Kernel mode HTML parser

System calls are means through which user level processes can communicate with kernel. Though Linux kernel allows kernel code to invoke system calls.

This is not generally considered a good idea in terms of debugging, maintaining and porting the code. But if performance or size are absolutely necessary porting applications on kernel seems to have huge benefits.

The gain of performance comes for costly user/kernel space transition and associated data passing.

In order to measure timing benefits I implemented a rudimentary HTML parser in kernel space and a similar parser in userland.

Code snippets from kernel module for reading a html file and removing the html tags is as follows(Complete source available here):

	best = ~0;
	tsc = best;
	printk(KERN_INFO "Time taken for no code: %ld\n", tsc);

	/*Measure time of reading a file*/
	/*Prepare to invoke system call*/
	fs = get_fs();	/*Save previous value*/
     	set_fs(get_ds());	/*use kernel limit*/
	/*Call system call*/
	fd = filp_open(FILE_NAME, O_RDONLY, 0600);

	if(fd->f_op && fd->f_op->read){
	    best = ~0;
	    measure_time(fd->f_op->read(fd, html, 1000, &fd->f_pos));
	    printk(KERN_INFO "Time taken by read: %ld\n", best-tsc);
	    parse_html(html, text); /*Parse html to text*/
	    printk(KERN_INFO "Parsed text: %s", text);

This code parses the HTML by calling an ugly parser parse_html(Defined in common.h available here) which strips out the html tags.

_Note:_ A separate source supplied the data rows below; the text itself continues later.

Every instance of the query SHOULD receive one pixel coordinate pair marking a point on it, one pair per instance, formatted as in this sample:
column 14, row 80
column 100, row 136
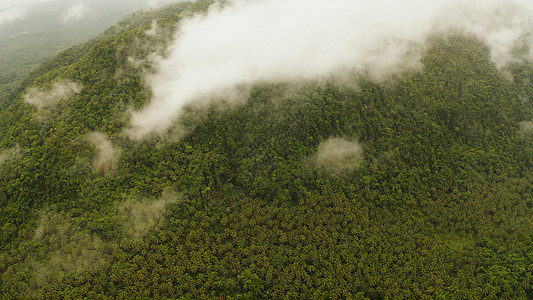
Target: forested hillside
column 416, row 186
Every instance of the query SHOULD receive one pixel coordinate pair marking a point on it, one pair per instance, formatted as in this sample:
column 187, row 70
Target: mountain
column 415, row 186
column 47, row 28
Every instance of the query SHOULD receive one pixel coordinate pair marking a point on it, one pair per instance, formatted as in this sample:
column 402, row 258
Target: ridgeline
column 436, row 200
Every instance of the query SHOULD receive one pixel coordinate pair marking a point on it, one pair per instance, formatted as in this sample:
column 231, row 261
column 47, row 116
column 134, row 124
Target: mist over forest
column 266, row 149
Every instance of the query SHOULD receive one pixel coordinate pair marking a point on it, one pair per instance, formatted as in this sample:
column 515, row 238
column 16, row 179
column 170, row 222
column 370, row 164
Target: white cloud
column 75, row 12
column 338, row 156
column 44, row 99
column 12, row 14
column 107, row 156
column 246, row 42
column 161, row 3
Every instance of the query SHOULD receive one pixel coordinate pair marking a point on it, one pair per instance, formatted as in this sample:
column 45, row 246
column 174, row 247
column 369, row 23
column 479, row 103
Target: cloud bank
column 12, row 14
column 245, row 42
column 43, row 99
column 75, row 12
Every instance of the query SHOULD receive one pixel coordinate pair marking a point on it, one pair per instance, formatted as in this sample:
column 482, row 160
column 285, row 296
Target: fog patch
column 71, row 250
column 10, row 154
column 140, row 216
column 107, row 156
column 337, row 156
column 75, row 12
column 48, row 98
column 525, row 128
column 246, row 42
column 12, row 14
column 161, row 3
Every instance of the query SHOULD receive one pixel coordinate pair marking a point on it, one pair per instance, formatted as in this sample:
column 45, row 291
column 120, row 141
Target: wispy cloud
column 337, row 156
column 161, row 3
column 245, row 42
column 12, row 14
column 43, row 99
column 75, row 12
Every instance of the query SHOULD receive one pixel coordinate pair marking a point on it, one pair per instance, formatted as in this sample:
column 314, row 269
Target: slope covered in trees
column 251, row 201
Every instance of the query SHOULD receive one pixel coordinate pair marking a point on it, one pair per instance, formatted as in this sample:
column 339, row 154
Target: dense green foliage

While part of similar userland code is as follows(Complete source available here):

	/*time rdsc, i.e. no code*/
	best =~ 0;
	tsc = best;
	printf("Time taken for no code: %ld\n", tsc);
	/*Measure time for reading a file*/
	fd = open(FILE_NAME, O_RDONLY, 0600);
	    printf("Error opening file\n");
	best = ~0;
	measure_time(read(fd, html, 1000));
	printf("Time taken by read: %li\n", best - tsc);
	parse_html(html, text);
	printf("Parsed text: %s\n", text);

I collected following read time for first 5 runs:

Clock ticks/run 1st Run 2nd Run 3rd Run 4th Run 5th Run
Kernel HTML Parser 246 366 245 351 246
Userland HTML Parser 675 683 561 683 675
Thus, file read time in kernel outperforms userland code by around 3 times.

There are couple of interesting possibilities on porting application requiring high performance to kernel space. There already exists few including a Kernel mode web server. Ofcourse, the crash for a not properly tested module could cost more than their userland counterparts.

Comment viewing options

Select your preferred way to display the comments and click "Save settings" to activate your changes.
amedeus1977 Says:
Tue, 2010-07-27 02:50

wholesale cz chains,M3 Real card,cz bearrings
angles,wholesale mobile phones china

mkaymer Says:
Wed, 2010-08-18 18:21

JbAgzv mimlvoahayhg, [url=]sujdrgjksfai[/url], [link=]lehvahnqyxaf[/link],

mkaymer Says:
Mon, 2010-08-23 23:17
mkaymer Says:
Tue, 2010-08-24 21:43
mkaymer Says:
Wed, 2010-08-25 15:37
mkaymer Says:
Thu, 2010-08-26 03:57
beats666 Says:
Fri, 2011-04-29 05:43

Huge Selection of Monster Headphones. Beats Headphones are Always on Sale. Save Up to 46% Off. New Collection Summer 2011 Direct Sale. Monster Beats delivers all the power, clarity, and deep bass today's top artists and producers want you to hear. BUY NOW!

Post new comment


  • Allowed HTML tags: <a> <em> <strong> <cite> <code> <ul> <ol> <li> <dl> <dt> <dd>
  • Lines and paragraphs break automatically.